While the majority of my mature buck kills have taken place in the remote corners of deer habitat adjacent to mature buck bedding areas, I enjoy switching gears to hunting doe family groups during the late season. While some of those October and November monster buck hangouts can be a desert of deer activity after the rut, I have frequently observed a huge shift by the local buck herd during the late season, as they begin to follow the patterns of the local doe herd. If you maintain a consistent focus of carefully hunting the movements of late season does, don't be surprised if one of the neighborhood giants steps right into one of your fields of dreams.
*Would you like to hunt a giant late season herd of does? Then make sure that you are offering a high quality, can't miss, Late Season Food Source.

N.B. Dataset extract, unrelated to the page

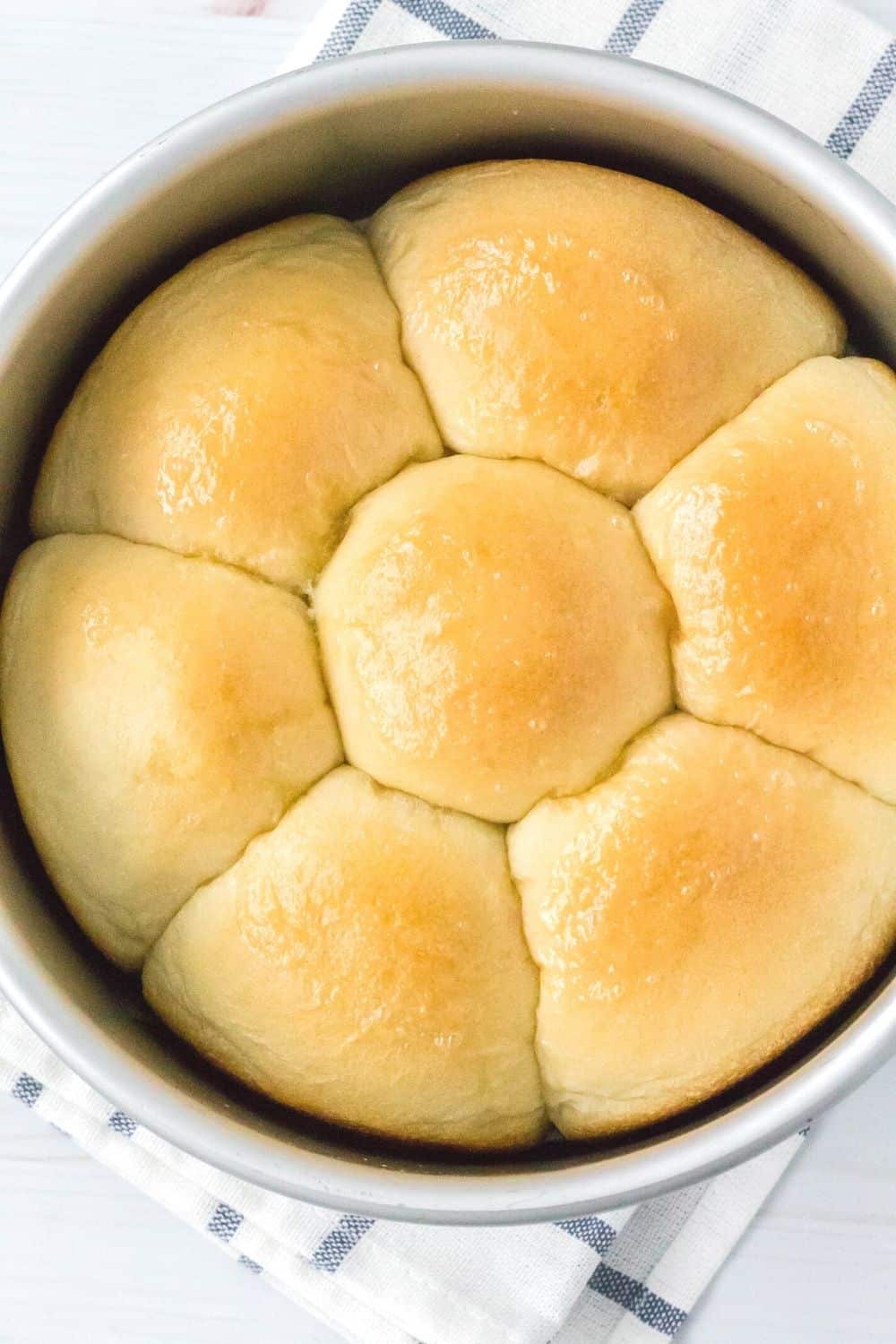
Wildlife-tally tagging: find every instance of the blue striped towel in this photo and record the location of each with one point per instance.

Late Season Doe Herd Strategies For Monster Bucks
Finding late season mature bucks really can be, as simple as following the local doe herd. Once you have scouted and located late season deer movements on the lands that you hunt, here are 3 ways to make sure that you can keep your focus for placing your crosshairs on a local giant:
1. Finding The Late Season Doe Movement
Even on a 40 acre parcel, there is typically at least 1 corner or side of the land, which has the best chance of revealing doe movements. While bucks may follow does during the secondary rut, I also believe they often mirror late season doe movements because there are very few parcels that have what it takes to attract high stressed, highly pressured deer herds. Secure daytime cover, secure afternoon food sources and secure movements between both cover and food, can easily be created and are in short supply during late November and December. While it is no surprise that unpressured deer habitat will attract the bulk of the neighborhood deer after the flurry of the rut and gun season, make sure to focus on the quality of your hunting practices more than the quality of your habitat, if you want to make sure you find late season monster buck success!
2. Maintaining Late Season Doe Movements
If they smell you, see you or hear you -in any little way- they are typically gone for good! What can easily be built for the first 2 months of the season, can be torn away in an instant if you can't get in and our of your deer stands, without alerting any deer. The longer you maintain the integrity of the doe herd movement between daytime bedded deer to afternoon food sources, the more likely it only a matter of time before the oldest buck in the neighborhood shows himself during the hours of daylight.
3. Hunting Late Season Doe Movements For Monster Bucks
While doe family groups shift slightly and get pushed around by a secondary rut cruising buck or two, they can consistently be counted on to maintain their focus on their preferred afternoon food source. The sign of a great hunting strategy on your land, is that the mature does are easy to target and harvest at will. I prefer to non invasively chip away at the sides and ends of the afternoon movement (the food source itself) instead of the bedding areas, so that I can have repeated opportunities to zoom on on a particular mature buck that is mirroring the local doe herd. Great early season and late season monster buck hunting is about living to hunt another day, and strictly avoiding the stand and land burnout tactic of one and done sits. By patiently rotating stands based on non-invasive access and wind direction, you can allow the afternoon doe movements to continue AND create outstanding buck harvest opportunities, every time you hit the woods!
*What is one of the best signs that your habitat and hunting practices are at their best? That the local does on your land, are Easy To Target! Doe family group movements are incredibly reliable and most often the only thing that disrupts their movements, are failing habitat, failing hunting practices, or both.
Conclusion
While the challenge is to maintain and keep from spooking the entire herd while you hunt, attracting and locating the herd in the first place, can easily be accomplished with a little habitat work, combined with low impact hunting efforts.